Pédagogie
    9 août 202612 min de lecture

    Le storytelling en formation : capter l'attention et ancrer les messages

    Le storytelling n'est pas un ornement : bien construit, un récit capte l'attention, charge le message d'émotion et l'ancre en mémoire. Méthode côté organisme de formation pour bâtir une histoire pédagogique utile, et éviter l'anecdote gratuite.


    En bref. Une notion glissée dans un récit se retient bien mieux que la même notion assénée à plat, parce que l'histoire capte l'attention, charge le message d'émotion et lui donne du sens. Mais le storytelling pédagogique n'est pas une collection d'anecdotes sympathiques : c'est une structure. Il faut un personnage auquel on s'identifie, une tension qui crée l'envie de savoir la suite, et une chute qui débouche sur le message à retenir, pas sur du vide. Côté organisme, l'histoire n'est jamais gratuite : chaque récit doit servir un objectif pédagogique précis. Cet article vous donne la méthode pour construire des histoires qui enseignent, et les pièges à éviter.

    Tout le monde a déjà vécu ça : à la fin d'une journée de formation, les stagiaires ont oublié la moitié des slides, mais ils se souviennent parfaitement de « l'histoire du client qui a failli tout perdre à cause d'un devis mal rédigé ». Ce n'est pas un hasard, ni un défaut d'attention. C'est la façon dont fonctionne la mémoire humaine : elle retient les récits, beaucoup moins les listes abstraites.

    Le problème, c'est que le mot « storytelling » traîne une mauvaise réputation. On l'associe au marketing, à la manipulation, aux anecdotes qu'on raconte pour meubler. Résultat, beaucoup de formateurs s'en méfient, ou l'utilisent mal : une histoire lancée au hasard, jolie mais qui ne mène nulle part. Côté organisme, l'enjeu est de récupérer cet outil pour ce qu'il est vraiment : un levier de mémorisation redoutable, à condition de le construire avec méthode. Voici comment.

    Un intervenant, micro en main, raconte une histoire à un auditeur attentif lors d'une session de formation Un récit bien mené transforme une salle passive en auditoire captif. Photo : Matheus Bertelli / Pexels.

    Pourquoi les histoires font mémoriser

    Avant de construire, il faut comprendre pourquoi ça marche. Trois mécanismes se combinent, et ils sont solidement documentés par la psychologie cognitive.

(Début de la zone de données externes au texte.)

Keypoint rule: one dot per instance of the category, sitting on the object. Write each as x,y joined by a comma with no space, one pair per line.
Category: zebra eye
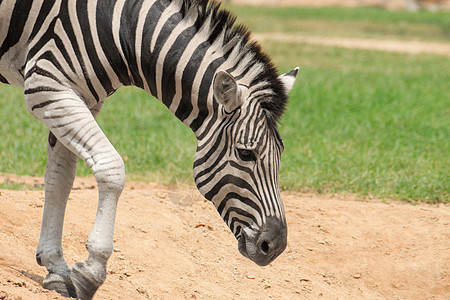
246,155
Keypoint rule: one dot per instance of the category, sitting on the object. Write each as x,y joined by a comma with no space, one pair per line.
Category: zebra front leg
59,176
74,126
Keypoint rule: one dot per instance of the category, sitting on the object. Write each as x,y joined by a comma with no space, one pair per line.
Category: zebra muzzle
264,245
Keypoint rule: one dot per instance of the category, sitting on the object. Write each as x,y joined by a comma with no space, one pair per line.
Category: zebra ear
226,91
288,79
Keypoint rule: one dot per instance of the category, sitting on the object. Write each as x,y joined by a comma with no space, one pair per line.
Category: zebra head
236,166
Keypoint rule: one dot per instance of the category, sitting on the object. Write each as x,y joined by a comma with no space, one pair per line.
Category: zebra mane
238,44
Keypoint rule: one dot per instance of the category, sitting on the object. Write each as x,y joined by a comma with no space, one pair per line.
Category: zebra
70,55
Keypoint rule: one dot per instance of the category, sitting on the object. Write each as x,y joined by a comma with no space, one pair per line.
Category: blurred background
369,114
412,5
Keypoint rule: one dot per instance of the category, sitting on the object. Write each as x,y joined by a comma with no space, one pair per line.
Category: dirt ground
171,243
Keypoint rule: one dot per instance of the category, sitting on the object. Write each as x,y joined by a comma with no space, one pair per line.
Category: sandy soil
171,243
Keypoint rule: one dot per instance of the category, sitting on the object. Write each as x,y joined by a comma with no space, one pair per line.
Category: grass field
364,122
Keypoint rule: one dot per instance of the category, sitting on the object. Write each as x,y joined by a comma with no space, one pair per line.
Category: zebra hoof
61,284
86,281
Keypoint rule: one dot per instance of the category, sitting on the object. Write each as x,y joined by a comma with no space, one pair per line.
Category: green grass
364,122
368,122
357,22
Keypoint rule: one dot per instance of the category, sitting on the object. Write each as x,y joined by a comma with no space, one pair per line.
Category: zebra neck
177,61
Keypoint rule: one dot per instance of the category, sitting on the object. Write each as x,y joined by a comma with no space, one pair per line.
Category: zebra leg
73,124
59,176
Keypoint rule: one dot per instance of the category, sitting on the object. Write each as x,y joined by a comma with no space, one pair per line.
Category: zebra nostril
265,247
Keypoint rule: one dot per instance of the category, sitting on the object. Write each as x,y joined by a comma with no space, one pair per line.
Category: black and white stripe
70,55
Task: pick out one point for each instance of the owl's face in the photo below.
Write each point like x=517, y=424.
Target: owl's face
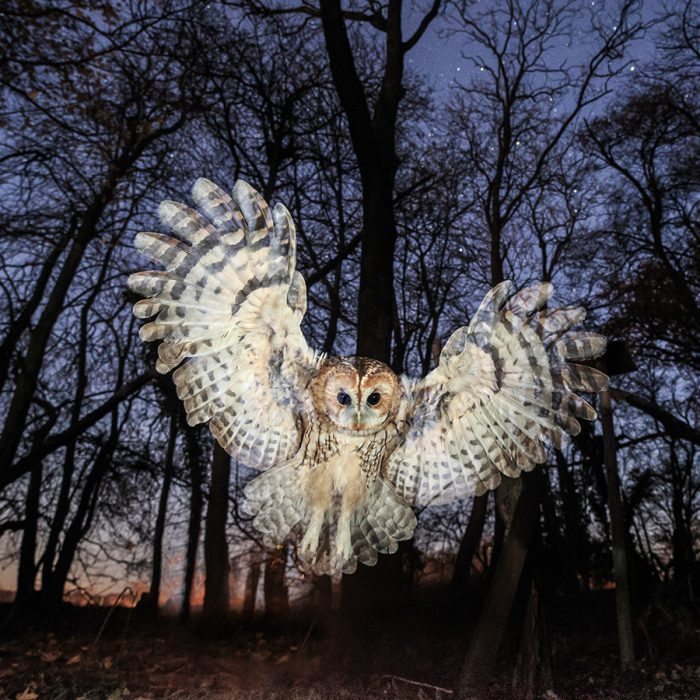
x=356, y=394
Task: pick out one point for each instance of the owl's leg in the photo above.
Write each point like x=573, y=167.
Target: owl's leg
x=309, y=543
x=342, y=551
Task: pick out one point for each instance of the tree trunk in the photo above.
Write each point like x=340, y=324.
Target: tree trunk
x=489, y=631
x=153, y=599
x=216, y=556
x=575, y=541
x=533, y=671
x=54, y=582
x=469, y=544
x=275, y=589
x=251, y=591
x=26, y=573
x=195, y=523
x=623, y=604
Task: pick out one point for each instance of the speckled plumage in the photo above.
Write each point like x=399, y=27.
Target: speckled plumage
x=347, y=445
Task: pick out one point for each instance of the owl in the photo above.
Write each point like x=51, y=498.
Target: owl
x=346, y=446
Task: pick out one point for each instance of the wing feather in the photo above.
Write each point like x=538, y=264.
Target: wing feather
x=229, y=305
x=502, y=391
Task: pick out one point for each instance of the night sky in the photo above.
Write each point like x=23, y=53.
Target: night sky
x=443, y=57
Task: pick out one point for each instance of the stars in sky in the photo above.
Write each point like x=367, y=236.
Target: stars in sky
x=444, y=59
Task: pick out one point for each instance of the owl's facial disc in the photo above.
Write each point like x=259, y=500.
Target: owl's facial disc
x=358, y=402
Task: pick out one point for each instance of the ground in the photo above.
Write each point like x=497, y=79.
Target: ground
x=127, y=658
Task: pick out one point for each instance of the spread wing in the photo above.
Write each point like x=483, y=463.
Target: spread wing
x=502, y=391
x=229, y=304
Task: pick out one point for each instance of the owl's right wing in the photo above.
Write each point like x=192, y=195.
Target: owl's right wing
x=229, y=304
x=503, y=390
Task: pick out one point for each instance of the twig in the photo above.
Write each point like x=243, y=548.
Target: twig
x=109, y=614
x=308, y=634
x=436, y=688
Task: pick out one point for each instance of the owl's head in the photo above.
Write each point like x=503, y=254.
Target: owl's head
x=356, y=394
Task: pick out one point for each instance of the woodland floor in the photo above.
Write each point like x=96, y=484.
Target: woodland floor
x=419, y=657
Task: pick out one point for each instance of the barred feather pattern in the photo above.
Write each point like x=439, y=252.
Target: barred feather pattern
x=230, y=303
x=284, y=500
x=504, y=389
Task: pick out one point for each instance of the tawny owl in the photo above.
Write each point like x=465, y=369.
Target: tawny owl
x=347, y=445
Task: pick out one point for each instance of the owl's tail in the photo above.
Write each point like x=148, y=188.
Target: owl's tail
x=379, y=523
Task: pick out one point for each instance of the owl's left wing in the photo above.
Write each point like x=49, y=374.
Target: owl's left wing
x=502, y=391
x=229, y=304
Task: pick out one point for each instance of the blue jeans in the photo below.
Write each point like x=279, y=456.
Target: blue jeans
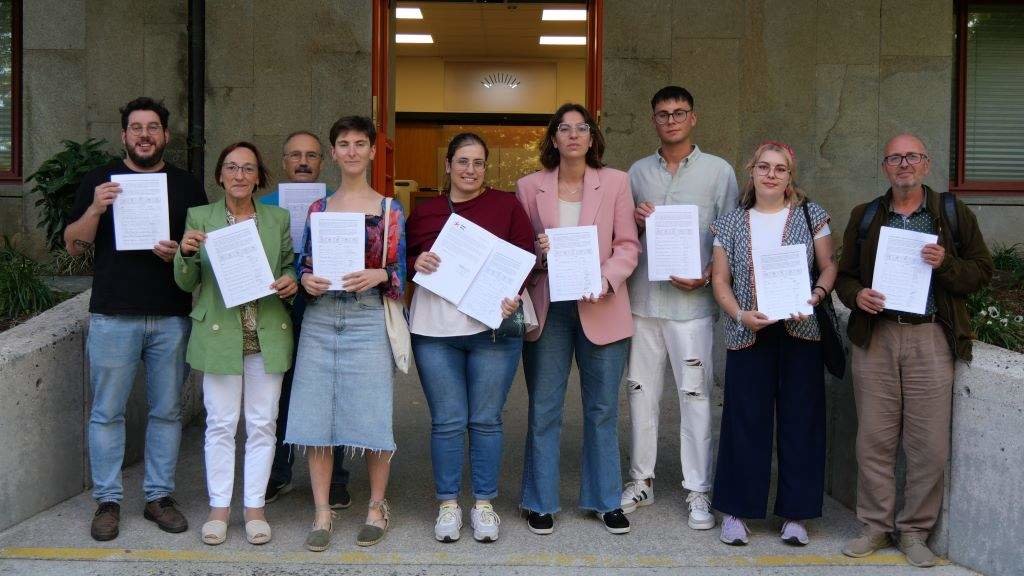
x=116, y=345
x=466, y=380
x=546, y=364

    L'attention. Le cerveau ne peut encoder en profondeur que ce qu'il sélectionne, et l'attention est un filtre qui décroche vite face à un contenu plat. Un récit relance ce filtre en permanence : dès qu'une situation est posée, l'esprit veut savoir comment elle se termine. Cette tension maintient l'écoute là où une énumération de points l'aurait laissée s'éteindre. C'est d'ailleurs l'un des piliers de l'apprentissage identifiés par les neurosciences cognitives, comme on le détaille dans notre article sur ce qu'un formateur peut vraiment tirer des neurosciences.

    L'émotion. On retient mieux ce qui nous touche. Une histoire fait vivre une situation de l'intérieur, avec un enjeu, une inquiétude, un soulagement. Cette charge émotionnelle agit comme un marqueur : elle « tague » l'information et la rend plus facile à retrouver ensuite. Une donnée présentée à froid n'a aucun de ces crochets ; enveloppée dans un récit, elle en gagne plusieurs.

    Le sens. Une liste de règles est une somme d'éléments isolés. Un récit, lui, relie cause et conséquence : parce que le personnage a fait ceci, il lui est arrivé cela. Le cerveau adore ces chaînes causales, parce qu'elles s'accrochent à ce qu'il connaît déjà et forment une structure cohérente, plus facile à mémoriser qu'une collection de faits épars.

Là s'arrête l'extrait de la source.